Durante questo periodo, il caviale diventò anche un simbolo di status sociale, con le persone che cercavano di mostrare il loro rango attraverso l’acquisto di grandi quantità.
Oggi è ormai cibo per pochi ed ha prezzi davvero inaccessibili.
Ci sono diverse varietà di caviale, tra cui:
Caviale Beluga: è considerato il caviale più pregiato e costoso, ha un sapore dolce e delicato e le uova sono di grandi dimensioni e di colore grigio scuro.
Caviale Oscietra: ha un sapore più intenso rispetto al Beluga ed è di colore marrone chiaro.
Caviale Sterlet: è il più raro e costoso di tutti i tipi di caviale, ha un sapore delicato e le uova sono di colore grigio chiaro.
Caviale Sevruga: ha un sapore più intenso e salato rispetto agli altri tipi di caviale, e le uova sono di colore grigio scuro.
Caviale Kaluga: è una varietà intermedia tra Beluga e Oscietra, ha un sapore delicato e le uova sono di colore marrone chiaro.
Il prezzo del caviale varia a seconda della varietà, della qualità e della quantità acquistata.
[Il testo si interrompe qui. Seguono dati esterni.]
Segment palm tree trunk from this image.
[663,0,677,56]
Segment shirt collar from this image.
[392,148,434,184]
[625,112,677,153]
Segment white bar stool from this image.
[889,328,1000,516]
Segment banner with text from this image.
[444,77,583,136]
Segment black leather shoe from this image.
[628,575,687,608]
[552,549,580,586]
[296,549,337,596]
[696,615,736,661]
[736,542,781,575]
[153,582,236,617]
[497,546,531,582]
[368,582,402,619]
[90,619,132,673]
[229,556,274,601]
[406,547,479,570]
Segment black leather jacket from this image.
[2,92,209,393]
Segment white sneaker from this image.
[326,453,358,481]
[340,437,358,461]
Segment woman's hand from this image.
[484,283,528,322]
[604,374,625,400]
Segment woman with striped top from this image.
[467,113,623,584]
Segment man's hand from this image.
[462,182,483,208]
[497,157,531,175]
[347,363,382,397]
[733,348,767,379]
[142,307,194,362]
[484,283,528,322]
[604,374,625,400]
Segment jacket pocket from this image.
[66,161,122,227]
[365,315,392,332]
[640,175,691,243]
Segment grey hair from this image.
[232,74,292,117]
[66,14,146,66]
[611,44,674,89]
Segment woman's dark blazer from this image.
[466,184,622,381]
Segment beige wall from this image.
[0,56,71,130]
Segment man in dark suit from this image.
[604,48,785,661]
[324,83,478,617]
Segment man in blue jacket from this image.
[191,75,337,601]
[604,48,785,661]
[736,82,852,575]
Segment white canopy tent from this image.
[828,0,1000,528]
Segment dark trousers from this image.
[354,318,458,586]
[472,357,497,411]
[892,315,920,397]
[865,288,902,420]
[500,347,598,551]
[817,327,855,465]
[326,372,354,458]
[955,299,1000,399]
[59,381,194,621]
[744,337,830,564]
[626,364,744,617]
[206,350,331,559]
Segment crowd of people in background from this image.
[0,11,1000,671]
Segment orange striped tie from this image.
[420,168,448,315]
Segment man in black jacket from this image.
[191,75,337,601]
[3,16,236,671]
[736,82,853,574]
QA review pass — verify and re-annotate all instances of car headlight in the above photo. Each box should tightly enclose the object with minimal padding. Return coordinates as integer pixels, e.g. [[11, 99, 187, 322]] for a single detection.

In generale, il Beluga è il più costoso, seguito dallo Sterlet e dall’Oscietra, mentre il Sevruga e il Kaluga sono i più economici.
Potremmo infine aggiungere che, “fuori concorso” e davvero per pochissimi, esistono anche caviali di provenienze geografiche particolari che per quantità sono pregiatissimi e il caviale albino che è il caviale di storioni ultracentenari ed ha costi proibitivi.
Di formazione classica sono approdato al cibo per testa e per gola sin dall’infanzia. Un giorno, poi, a diciannove anni è scattata una molla improvvisa e mi sono ritrovato sempre con maggior impegno a provare prodotti, ad approfondire argomenti e categorie merceologiche, a conoscere produttori e ristoratori.
Da questo mondo ho appreso molte cose ma più di ogni altra che esiste il cibo di qualità e il cibo spazzatura e che il secondo spesso si mistifica fin troppo bene nel primo.
Infinitamente curioso cerco sempre qualcosa che mi dia quell’emozione che il cibo dovrebbe dare ad ognuno di noi, quel concetto o idea che dovrebbe essere ben leggibile dietro ogni piatto, quella produzione ormai dimenticata o sconosciuta.
Quando ho immaginato questo sito non l’ho pensato per soddisfare un mio desiderio di visibilità ma per creare un contenitore di idee dove tutti coloro che avevano piacere di parteciparvi potessero apportare, secondo le proprie possibilità e conoscenze, un contributo alla conoscenza del cibo. Spero di esservi riuscito.
Il mio è un viaggio continuo che ho consapevolezza non terminerà mai. Ma è il viaggio più bello che potessi fare.